There are more than two hundred articulation points in LN as of August 24th 2018. However, most of these articulation points break up the graph into biconnected components with a single node. To get meaningful results, I filtered the list of all articulation points to only show articulation points that connect at least two components of at least five nodes each. There are 20 such articulation points satisfying this criteria.
Note how the nodes rank when looking at the centrality vs when looking at the articulation points. For example, the ACINQ node is connecting the most number of biconnected components, but its centrality is not the highest. In contrast mainnet.lightningconductor.net is in the list of top articulation points but does not make it to the list of top 20 nodes by centrality.
So here are the answers to the questions I raised earlier in the post.
- The centrality of the Lightning Network was 0.1668 on August 24th 2018. There are other nodes with comparable centrality. This tells us is that there should be a number of ways to route a payment request between nodes.
- There are over two hundred articulation points in LN. However, most are simply connecting biconnected components with a single node. Having said that, there are 20 nodes whose failure will partition LN. There is a lot more work needed here to answer how robust the network is over time. Future work will investigate this question and hopefully make suggested improvements to LN to make it more resilient to DOS attacks.

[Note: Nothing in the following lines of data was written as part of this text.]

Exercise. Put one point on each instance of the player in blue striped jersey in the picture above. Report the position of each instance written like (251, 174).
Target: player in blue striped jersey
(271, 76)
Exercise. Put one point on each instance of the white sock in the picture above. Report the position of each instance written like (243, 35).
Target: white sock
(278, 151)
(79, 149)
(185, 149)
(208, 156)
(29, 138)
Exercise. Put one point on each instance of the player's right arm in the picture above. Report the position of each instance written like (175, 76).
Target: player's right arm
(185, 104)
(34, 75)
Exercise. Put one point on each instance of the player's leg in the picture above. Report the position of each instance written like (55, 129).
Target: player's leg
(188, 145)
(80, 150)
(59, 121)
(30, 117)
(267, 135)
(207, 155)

- There is an overlap between articulation points and nodes with high centrality. There are some nodes that are high in centrality, implying a lot of payments could be routed through them, and they are also high in the list of articulation points.
There’s a lot that can be done to improve the results above. In this post I just make a first attempt at calculating metrics of the Lightning Network. Here are some possible directions:
- Treat the lightning network graph as a directed graph instead of the simplified undirected graph approach I have taken here.
- Use total capacity and capacity in each direction while finding centrality. This is a challenge, as the well known algorithms on centrality are only for undirected graphs.
- Exclude leaf nodes from the lighting graph before finding centrality so that we can look at how the non edge nodes can be threatened with a network partition.
- Start looking at how to compute maximum flow through LN given the unique characteristics of the network.
- Plot the central point dominance and number of articulation points on a daily basis, so that the community can look at the centrality of the network at a quick glance.
- Determine articulation points using a weighted directed graph with weights computed from channel fees and capacity values.